Spieth did his best Jekyll and Hyde impersonation en route to a 4-over-par 74 in the first round of the Barclays on Thursday. If he finishes outside the top 60 this week, he could lose his No. 1 ranking to McIlroy, who decided not to play this week to rest up for the Deutsche Bank Championship in Boston over Labor Day weekend.
In a schizophrenic round that saw the two-time major champion shoot 2 under on his first nine holes, but 6 over on the second nine, Spieth felt he could turn it around as quickly as Friday's second round.
"I would argue that this was ... After the tee shots, this is the worst round I've played in years, for hitting that many fairways," said Spieth, who found the short grass off the tee on his first 11 driving holes but none of the last three. "I'll just take it at that, that it's just a fluke."
The 22-year-old Spieth hasn't missed a cut in more than three months and he has missed playing the weekend just twice in 21 starts so far this season.
Starting on the 10th hole, Spieth couldn't have played a more concise, scripted opening nine. After a birdie on No. 10, Spieth had several good looks to get deeper into red numbers, but he failed to do so until he drained a 16-foot putt on the par-5 16th to get to 2 under.
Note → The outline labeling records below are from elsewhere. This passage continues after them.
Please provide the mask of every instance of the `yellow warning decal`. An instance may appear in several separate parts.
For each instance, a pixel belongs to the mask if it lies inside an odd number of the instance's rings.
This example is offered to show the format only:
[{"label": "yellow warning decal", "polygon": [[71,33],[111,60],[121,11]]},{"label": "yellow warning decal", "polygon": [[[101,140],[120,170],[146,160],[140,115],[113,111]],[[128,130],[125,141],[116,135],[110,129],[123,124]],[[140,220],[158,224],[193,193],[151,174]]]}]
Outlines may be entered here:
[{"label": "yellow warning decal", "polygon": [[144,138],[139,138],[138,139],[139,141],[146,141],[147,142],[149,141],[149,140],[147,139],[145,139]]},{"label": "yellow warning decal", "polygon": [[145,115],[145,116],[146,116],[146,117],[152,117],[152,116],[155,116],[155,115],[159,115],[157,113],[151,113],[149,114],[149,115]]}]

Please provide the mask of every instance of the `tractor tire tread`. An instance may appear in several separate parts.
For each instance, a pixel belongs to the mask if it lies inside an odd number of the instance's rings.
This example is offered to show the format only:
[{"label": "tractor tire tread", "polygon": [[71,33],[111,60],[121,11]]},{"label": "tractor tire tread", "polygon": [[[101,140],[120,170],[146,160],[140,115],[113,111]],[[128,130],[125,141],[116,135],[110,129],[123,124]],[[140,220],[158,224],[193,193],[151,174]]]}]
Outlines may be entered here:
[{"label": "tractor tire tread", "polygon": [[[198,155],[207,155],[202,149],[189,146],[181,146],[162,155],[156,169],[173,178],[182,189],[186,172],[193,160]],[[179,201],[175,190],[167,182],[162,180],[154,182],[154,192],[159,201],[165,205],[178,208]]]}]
After birdie putts on Nos. 17 and 18 burned the edges of the cup, shortly thereafter, everything came undone. He started the front nine -- his back nine -- bogey-bogey-double before righting the ship with a birdie on the par-4 fourth hole. But three bogeys in his last five holes -- including a 3-putt on No. 9 to a hole location that looked like it was on the side of the hill -- ended his day north of 100th in the field of 120.
"Just lost a little bit of focus, and again, I'm just going to take it as -- all in all, I'm just going to take today as a fluke round," said Spieth, who tees off for the second round at 1:06 p.m. ET on Friday. "I still believe I'm playing well. It just happened to be an off-day on a day where it counted."
Spieth's group Thursday included Watson and Jason Day (68). For Spieth and Day, it was the first time teeing it up alongside each other since the final pairing at Whistling Straits in the PGA Championship 11 days ago, where Day won his first major championship.
Watson wasn't hitting all the fairways, but at times that was to his advantage. The greens are pitched in such a way that some shots have to carry to the hole, allowing for spin to make sure it stays below the hole. That's what caused Spieth problems.
From the rough, Watson was able to land short of the flag and have it roll up toward the hole. That set up ample birdies.
Ditto for Finau, the power Utah rookie.
"So No. 9 today with that pin just on top of the ridge, if you draw a decent lie in the rough, it's almost easier to just run something up instead of worrying about the spin if you're hitting from the fairway," Finau said.
He had the wildest round. Finau opened with three straight birdies, followed with three straight bogeys, made one par and then ran off three more birdies.
Villegas only got into the top 125 to qualify for the playoffs last week at the Wyndham Championship, with two shots to spare. That was pressure. Now he feels as though he has nothing to lose as he tries to get into the top 100 who advance to the second event next week at the TPC Boston.
"Last week was an important week," said Villegas, who is No. 123. "It hasn't been the best of years, and just to be able to sneak in here and give myself a chance ... I get off to a good start, and three more rounds to go and keep it going."
Levin secured his spot in the playoffs with a 63 in the final round at the Wyndham, moving up seven spots to No. 115. Much like Villegas, he felt relieved to have made it to The Barclays, and everything else is gravy. He rolled in three early birdies and dropped only one shot on a mild, blustery day.
"This is a nice stress to have," he said. "I'm happy with where I am right now and who knows? Maybe I can keep it going."
Day pulled out of the pro-am Wednesday after tweaking his back. Oddly enough, he had wanted an MRI on his back before the playoffs to make sure everything was in order. He felt the twinge removing a light box from under his motor home, and decided to have the MRI on Wednesday. It showed everything in good order, and while the PGA champion rubbed his back after a few hooked tee shots, he felt good enough.
The last time the Barclays was played at Plainfield Country Club, Hurricane Irene paid a visit to the area, shortening the event to 54 holes. That came after an earthquake earlier in the week. Dustin Johnson eventually won the title at 19 under par.
Information from The Associated Press was used in this report.